Chávez gift to Obama shoots book to No. 2 on Amazon.com
Open Veins of Latin America: Five Centuries of the Pillage of a Continent was ranked 54,295 on Friday.
Say what you will about Venezuela's fiery leftist President Hugo Chávez, he definitely has the Midas Touch ... at least with book sales.
Just one day after handing President Obama a copy of Open Veins of Latin America: Five Centuries of the Pillage of a Continent, the anti-imperialist tome written in 1970 by Uruguayan author Eduardo Galeano has shot from being ranked 54,295 on Amazon.com's list of top sellers all the way up to No. 2.

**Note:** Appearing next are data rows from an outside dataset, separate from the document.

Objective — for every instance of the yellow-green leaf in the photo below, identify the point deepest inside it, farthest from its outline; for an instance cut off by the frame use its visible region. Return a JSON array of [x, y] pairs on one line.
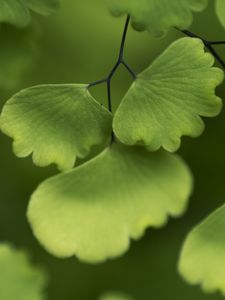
[[167, 100], [57, 123], [94, 210]]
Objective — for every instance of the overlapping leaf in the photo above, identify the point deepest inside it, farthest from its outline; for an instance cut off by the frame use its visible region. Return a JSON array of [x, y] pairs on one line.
[[115, 296], [56, 122], [158, 16], [17, 12], [166, 101], [18, 278], [220, 10], [202, 259], [93, 210]]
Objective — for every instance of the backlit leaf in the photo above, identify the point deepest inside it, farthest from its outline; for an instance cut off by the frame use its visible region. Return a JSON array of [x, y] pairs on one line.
[[166, 101], [18, 278], [202, 259], [94, 210], [158, 16], [56, 122]]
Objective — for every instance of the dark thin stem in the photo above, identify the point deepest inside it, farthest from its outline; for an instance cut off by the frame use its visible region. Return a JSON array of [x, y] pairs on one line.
[[120, 61], [208, 45], [124, 39], [129, 69], [97, 82]]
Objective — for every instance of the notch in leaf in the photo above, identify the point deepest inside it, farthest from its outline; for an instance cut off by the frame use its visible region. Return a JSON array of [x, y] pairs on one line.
[[166, 101], [18, 278], [202, 258], [158, 16], [56, 122], [94, 210], [17, 12]]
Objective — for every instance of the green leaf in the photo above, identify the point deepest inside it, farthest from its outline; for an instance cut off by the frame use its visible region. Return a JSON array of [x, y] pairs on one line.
[[56, 122], [115, 296], [202, 259], [18, 278], [158, 16], [220, 10], [94, 210], [17, 12], [166, 101]]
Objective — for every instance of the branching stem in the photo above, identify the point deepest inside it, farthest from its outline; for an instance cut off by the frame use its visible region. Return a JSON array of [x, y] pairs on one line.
[[120, 61], [208, 44]]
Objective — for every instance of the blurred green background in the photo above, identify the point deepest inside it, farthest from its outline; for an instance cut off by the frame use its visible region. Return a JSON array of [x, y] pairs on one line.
[[80, 43]]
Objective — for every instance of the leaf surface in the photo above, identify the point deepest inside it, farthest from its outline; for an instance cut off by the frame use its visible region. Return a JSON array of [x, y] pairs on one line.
[[166, 101], [18, 278], [56, 122], [158, 16], [94, 210], [220, 10], [202, 259], [17, 12]]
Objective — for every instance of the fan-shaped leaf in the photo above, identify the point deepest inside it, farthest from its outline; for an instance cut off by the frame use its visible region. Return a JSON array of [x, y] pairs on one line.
[[56, 122], [158, 16], [115, 296], [202, 259], [220, 10], [167, 100], [18, 279], [92, 211], [17, 12]]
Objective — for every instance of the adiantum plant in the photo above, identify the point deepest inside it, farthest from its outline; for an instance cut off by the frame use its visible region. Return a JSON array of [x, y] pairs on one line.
[[94, 209]]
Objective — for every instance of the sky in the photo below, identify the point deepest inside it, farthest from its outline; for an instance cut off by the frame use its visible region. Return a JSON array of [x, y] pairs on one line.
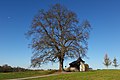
[[16, 17]]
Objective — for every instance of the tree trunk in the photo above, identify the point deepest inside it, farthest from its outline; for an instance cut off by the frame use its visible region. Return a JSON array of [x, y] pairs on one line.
[[61, 65]]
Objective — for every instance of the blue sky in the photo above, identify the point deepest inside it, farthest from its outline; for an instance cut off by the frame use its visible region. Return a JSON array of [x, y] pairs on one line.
[[16, 17]]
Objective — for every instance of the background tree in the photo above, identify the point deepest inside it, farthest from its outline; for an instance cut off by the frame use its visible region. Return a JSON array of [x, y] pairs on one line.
[[107, 61], [57, 35], [115, 63]]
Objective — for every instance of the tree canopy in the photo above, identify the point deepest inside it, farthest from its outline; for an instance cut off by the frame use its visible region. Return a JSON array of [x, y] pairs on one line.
[[56, 35]]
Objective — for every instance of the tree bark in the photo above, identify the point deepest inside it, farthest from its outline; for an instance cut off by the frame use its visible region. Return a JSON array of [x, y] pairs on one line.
[[61, 65]]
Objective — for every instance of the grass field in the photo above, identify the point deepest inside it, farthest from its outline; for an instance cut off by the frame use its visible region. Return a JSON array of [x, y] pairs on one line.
[[91, 75], [13, 75]]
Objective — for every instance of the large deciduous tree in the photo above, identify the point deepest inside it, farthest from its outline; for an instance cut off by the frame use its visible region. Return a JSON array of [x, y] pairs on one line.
[[115, 63], [56, 35], [107, 61]]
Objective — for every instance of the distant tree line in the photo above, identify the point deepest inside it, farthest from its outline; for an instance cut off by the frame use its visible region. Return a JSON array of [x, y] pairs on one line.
[[107, 62], [7, 68]]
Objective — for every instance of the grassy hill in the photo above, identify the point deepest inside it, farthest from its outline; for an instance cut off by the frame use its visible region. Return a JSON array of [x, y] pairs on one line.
[[91, 75]]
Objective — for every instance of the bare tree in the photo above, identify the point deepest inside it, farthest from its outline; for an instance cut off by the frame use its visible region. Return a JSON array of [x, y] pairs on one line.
[[115, 63], [107, 61], [57, 35]]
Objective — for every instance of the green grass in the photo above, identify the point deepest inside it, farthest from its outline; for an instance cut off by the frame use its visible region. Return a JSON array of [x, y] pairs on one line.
[[91, 75], [13, 75]]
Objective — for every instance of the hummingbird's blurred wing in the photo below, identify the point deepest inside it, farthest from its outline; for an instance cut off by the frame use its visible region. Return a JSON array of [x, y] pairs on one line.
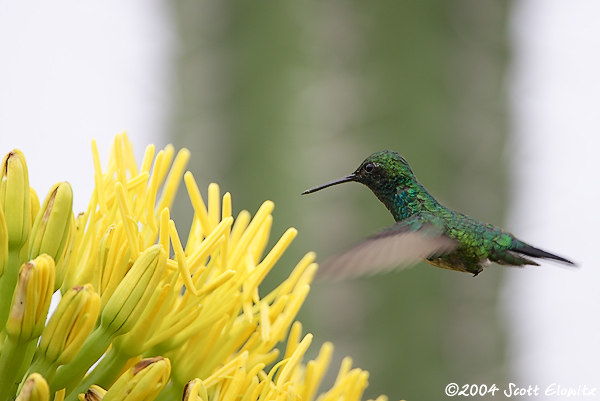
[[399, 246]]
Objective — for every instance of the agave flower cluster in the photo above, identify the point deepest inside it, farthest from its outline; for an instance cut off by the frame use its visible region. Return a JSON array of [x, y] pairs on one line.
[[135, 322]]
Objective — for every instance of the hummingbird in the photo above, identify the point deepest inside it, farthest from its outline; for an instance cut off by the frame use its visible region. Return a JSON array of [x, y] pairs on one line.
[[424, 229]]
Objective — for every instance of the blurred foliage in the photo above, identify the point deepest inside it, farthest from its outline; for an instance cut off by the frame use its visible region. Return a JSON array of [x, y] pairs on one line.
[[275, 97]]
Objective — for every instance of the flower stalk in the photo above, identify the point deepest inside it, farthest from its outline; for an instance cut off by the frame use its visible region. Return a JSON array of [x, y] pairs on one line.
[[136, 322]]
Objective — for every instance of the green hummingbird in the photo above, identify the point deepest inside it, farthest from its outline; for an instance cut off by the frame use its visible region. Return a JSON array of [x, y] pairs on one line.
[[424, 229]]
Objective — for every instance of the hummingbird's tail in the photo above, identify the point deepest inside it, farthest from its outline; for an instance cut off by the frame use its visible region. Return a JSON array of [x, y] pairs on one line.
[[538, 253]]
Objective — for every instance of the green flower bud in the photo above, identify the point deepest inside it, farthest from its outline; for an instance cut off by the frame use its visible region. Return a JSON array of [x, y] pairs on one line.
[[51, 230], [132, 294], [70, 324], [35, 389], [195, 390], [121, 313], [27, 315], [31, 299], [3, 243], [142, 382], [15, 198], [95, 393], [34, 204]]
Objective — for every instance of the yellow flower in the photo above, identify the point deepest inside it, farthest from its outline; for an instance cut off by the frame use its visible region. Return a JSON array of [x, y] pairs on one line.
[[192, 323], [28, 311], [35, 389], [70, 324], [51, 231]]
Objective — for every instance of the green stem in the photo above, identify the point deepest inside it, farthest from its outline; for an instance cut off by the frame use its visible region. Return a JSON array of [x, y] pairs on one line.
[[67, 376], [8, 282], [26, 362], [10, 359], [169, 393]]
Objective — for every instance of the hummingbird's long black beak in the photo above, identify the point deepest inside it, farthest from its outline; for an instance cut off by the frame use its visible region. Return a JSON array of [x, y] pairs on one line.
[[351, 177]]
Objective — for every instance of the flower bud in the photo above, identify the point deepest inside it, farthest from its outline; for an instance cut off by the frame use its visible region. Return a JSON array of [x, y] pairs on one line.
[[142, 382], [70, 324], [31, 299], [15, 198], [35, 389], [34, 204], [195, 390], [95, 393], [132, 294], [51, 230]]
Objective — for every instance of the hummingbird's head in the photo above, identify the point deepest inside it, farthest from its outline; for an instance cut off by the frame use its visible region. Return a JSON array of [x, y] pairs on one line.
[[382, 172]]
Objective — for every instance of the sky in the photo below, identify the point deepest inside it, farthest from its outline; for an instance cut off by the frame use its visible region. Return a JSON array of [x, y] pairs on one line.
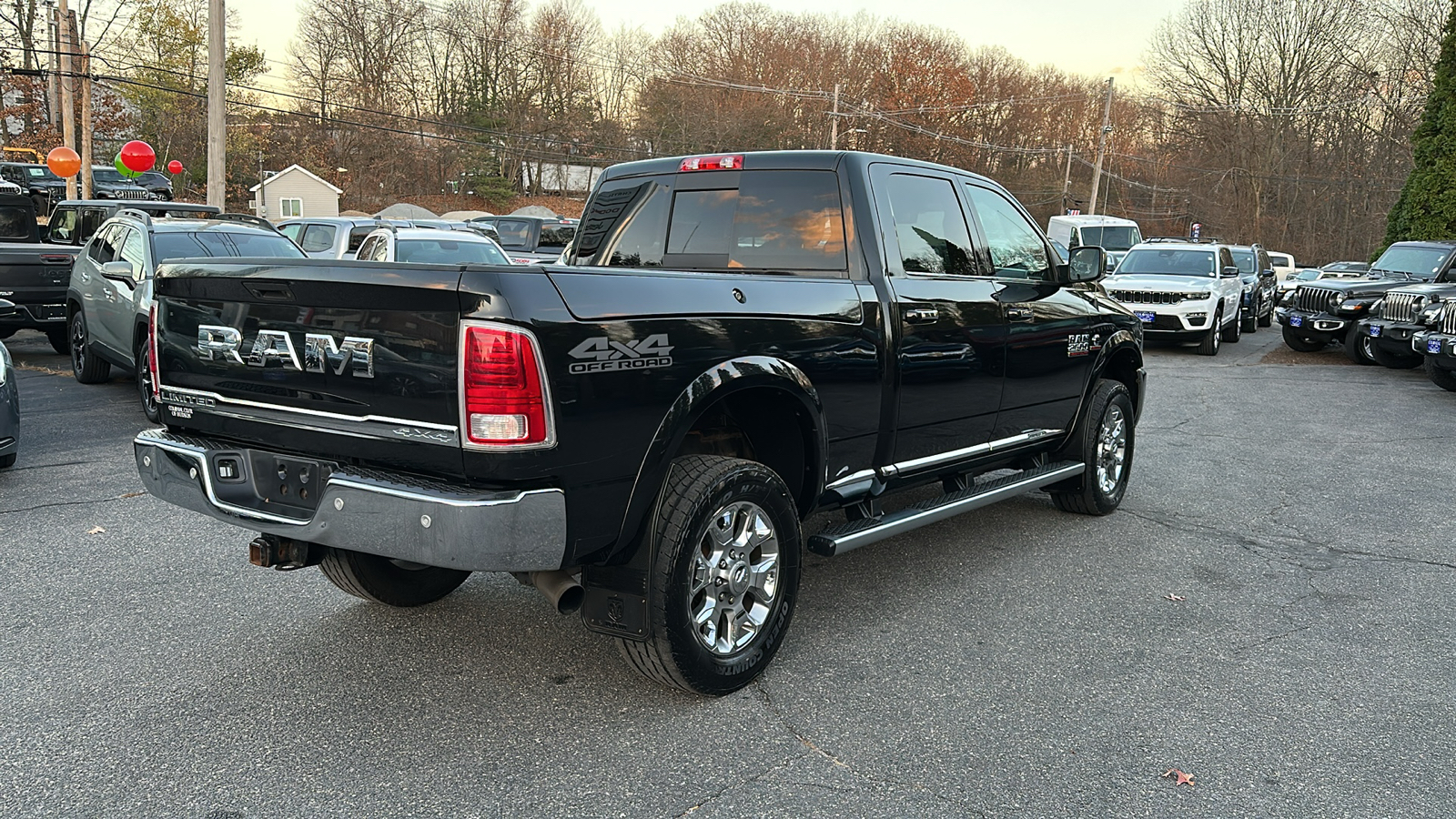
[[1101, 38]]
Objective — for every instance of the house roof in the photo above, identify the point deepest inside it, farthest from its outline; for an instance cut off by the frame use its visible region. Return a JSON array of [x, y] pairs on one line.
[[300, 169]]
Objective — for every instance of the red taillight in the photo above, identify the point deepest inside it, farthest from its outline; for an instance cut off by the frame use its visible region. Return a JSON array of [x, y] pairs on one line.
[[152, 353], [501, 389], [721, 162]]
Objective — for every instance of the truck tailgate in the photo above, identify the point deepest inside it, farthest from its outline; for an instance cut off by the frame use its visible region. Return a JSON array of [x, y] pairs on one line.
[[35, 274], [346, 360]]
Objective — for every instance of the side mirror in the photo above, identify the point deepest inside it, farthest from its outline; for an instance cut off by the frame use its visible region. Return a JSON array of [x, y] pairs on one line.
[[116, 270], [1085, 264]]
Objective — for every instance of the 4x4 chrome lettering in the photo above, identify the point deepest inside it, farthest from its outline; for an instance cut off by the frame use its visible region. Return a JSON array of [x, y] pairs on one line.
[[604, 354], [273, 347]]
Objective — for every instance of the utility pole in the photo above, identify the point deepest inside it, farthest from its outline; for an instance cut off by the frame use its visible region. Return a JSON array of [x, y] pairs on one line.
[[86, 135], [1067, 184], [63, 22], [834, 123], [53, 85], [216, 104], [1101, 146]]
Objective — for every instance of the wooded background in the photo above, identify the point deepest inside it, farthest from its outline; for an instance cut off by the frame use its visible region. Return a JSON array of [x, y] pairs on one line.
[[1276, 121]]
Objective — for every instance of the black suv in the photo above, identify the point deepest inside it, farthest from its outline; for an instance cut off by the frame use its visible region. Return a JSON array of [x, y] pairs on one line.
[[157, 182], [36, 181], [75, 222], [1330, 310], [1259, 286]]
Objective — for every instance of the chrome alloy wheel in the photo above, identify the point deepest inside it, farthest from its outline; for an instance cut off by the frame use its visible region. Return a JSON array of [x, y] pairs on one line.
[[1111, 450], [734, 577]]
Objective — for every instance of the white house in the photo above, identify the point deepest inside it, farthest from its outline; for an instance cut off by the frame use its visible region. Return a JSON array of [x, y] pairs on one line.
[[295, 191]]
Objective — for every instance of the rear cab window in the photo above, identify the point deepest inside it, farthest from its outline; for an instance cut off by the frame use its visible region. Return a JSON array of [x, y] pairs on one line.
[[771, 222]]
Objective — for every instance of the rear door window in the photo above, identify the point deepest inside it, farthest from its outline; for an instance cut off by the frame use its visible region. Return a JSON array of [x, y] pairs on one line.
[[929, 227], [318, 238]]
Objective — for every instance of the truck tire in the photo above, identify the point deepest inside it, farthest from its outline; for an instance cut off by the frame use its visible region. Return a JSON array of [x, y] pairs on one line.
[[1103, 440], [390, 581], [724, 579], [1210, 343], [1300, 343], [149, 402], [1441, 376], [60, 339], [86, 366], [1359, 346]]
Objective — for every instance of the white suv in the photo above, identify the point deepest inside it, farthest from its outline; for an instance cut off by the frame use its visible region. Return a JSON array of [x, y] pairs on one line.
[[1183, 288]]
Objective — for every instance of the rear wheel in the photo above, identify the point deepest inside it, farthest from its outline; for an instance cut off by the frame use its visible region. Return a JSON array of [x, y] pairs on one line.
[[1359, 347], [1441, 376], [1302, 343], [390, 581], [1104, 442], [1212, 339], [725, 576], [85, 365]]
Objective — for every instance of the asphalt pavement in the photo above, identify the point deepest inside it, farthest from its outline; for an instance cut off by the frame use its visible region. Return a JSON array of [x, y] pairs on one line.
[[1269, 612]]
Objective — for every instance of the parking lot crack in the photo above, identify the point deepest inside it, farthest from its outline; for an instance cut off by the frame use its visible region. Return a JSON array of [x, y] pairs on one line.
[[814, 749]]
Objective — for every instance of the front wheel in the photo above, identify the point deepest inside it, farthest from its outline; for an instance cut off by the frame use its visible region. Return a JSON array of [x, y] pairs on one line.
[[725, 576], [60, 339], [390, 581], [86, 366], [1302, 343], [149, 399], [1104, 442], [1359, 347], [1441, 376], [1212, 339]]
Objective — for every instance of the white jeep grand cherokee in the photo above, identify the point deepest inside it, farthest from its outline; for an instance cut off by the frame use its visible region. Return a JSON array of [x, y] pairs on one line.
[[1183, 288]]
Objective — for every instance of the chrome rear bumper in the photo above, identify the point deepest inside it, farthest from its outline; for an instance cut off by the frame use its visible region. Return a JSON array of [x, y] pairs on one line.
[[389, 515]]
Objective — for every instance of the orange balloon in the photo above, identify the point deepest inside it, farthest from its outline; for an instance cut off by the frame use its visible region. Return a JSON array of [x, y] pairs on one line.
[[63, 162]]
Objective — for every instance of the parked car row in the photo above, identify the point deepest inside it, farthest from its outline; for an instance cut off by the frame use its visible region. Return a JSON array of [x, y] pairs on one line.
[[1196, 290], [1401, 314]]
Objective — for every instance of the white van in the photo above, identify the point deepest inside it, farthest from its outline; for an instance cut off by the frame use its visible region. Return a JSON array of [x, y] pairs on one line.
[[1113, 234]]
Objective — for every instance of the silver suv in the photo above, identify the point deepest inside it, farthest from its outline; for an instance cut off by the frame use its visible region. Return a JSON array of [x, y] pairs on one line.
[[109, 298]]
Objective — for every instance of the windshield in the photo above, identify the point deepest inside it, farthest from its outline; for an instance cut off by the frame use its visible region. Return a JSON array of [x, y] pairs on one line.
[[1244, 259], [1420, 263], [222, 244], [1168, 261], [1111, 238], [449, 251], [111, 177]]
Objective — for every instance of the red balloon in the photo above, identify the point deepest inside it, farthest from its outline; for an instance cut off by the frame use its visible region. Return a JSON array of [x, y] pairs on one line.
[[63, 162], [138, 157]]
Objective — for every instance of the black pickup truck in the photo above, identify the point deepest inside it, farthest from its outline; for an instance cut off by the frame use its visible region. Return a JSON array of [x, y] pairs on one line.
[[33, 274], [743, 339]]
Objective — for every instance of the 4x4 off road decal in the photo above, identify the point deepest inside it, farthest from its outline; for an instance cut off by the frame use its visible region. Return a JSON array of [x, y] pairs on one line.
[[603, 354]]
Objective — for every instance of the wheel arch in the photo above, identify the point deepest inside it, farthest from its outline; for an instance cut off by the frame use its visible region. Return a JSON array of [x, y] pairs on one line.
[[752, 394]]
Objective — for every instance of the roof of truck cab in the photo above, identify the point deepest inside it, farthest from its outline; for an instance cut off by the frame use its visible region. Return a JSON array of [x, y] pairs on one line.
[[779, 160]]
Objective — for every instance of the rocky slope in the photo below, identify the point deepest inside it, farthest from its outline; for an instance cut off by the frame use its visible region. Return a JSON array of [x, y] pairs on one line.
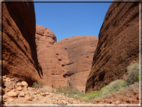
[[19, 92], [67, 62], [19, 54], [117, 47], [52, 70], [75, 55]]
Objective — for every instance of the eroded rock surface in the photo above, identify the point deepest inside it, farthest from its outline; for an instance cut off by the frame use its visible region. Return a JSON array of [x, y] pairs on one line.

US News and World Report is even calling Mr. Chavez "the next Oprah, at least when it comes to selling books."
Chávez presented the book – which has inspired generations of Latin American leftists – to Mr. Obama at the Fifth Summit of the Americas in Trinidad and Tobago this weekend.
In response to the book's success on Amazon.com, Chávez jokingly proposed a business partnership with Obama.
"So I said, Obama, let's go into a business. We'll promote books – I'll give you one, you give me another," Chavez said.
This is not the first time a very public Chávez nod has caused book sales to skyrocket, Reuters points out.
That plug in 2006 shot Mr. Chomsky's book to Amazon's top spot and caused sales of the book to jump tenfold at both Borders Group and Barnes & Noble, the New York Times reported back then.
Chávez has never been shy about promoting his favorite books.
As the Monitor reported back in 2005, Chávez launched an initiative to print and distribute 1 million copies of Miguel de Cervantes's 1605 classic, Don Quixote – perhaps in the hope that people may compare him to the fictional defender of the oppressed.
"We are all going to read 'Quixote' to feed ourselves once again with that spirit of a fighter who came to undo injustice and fix the world," Chávez said at the time.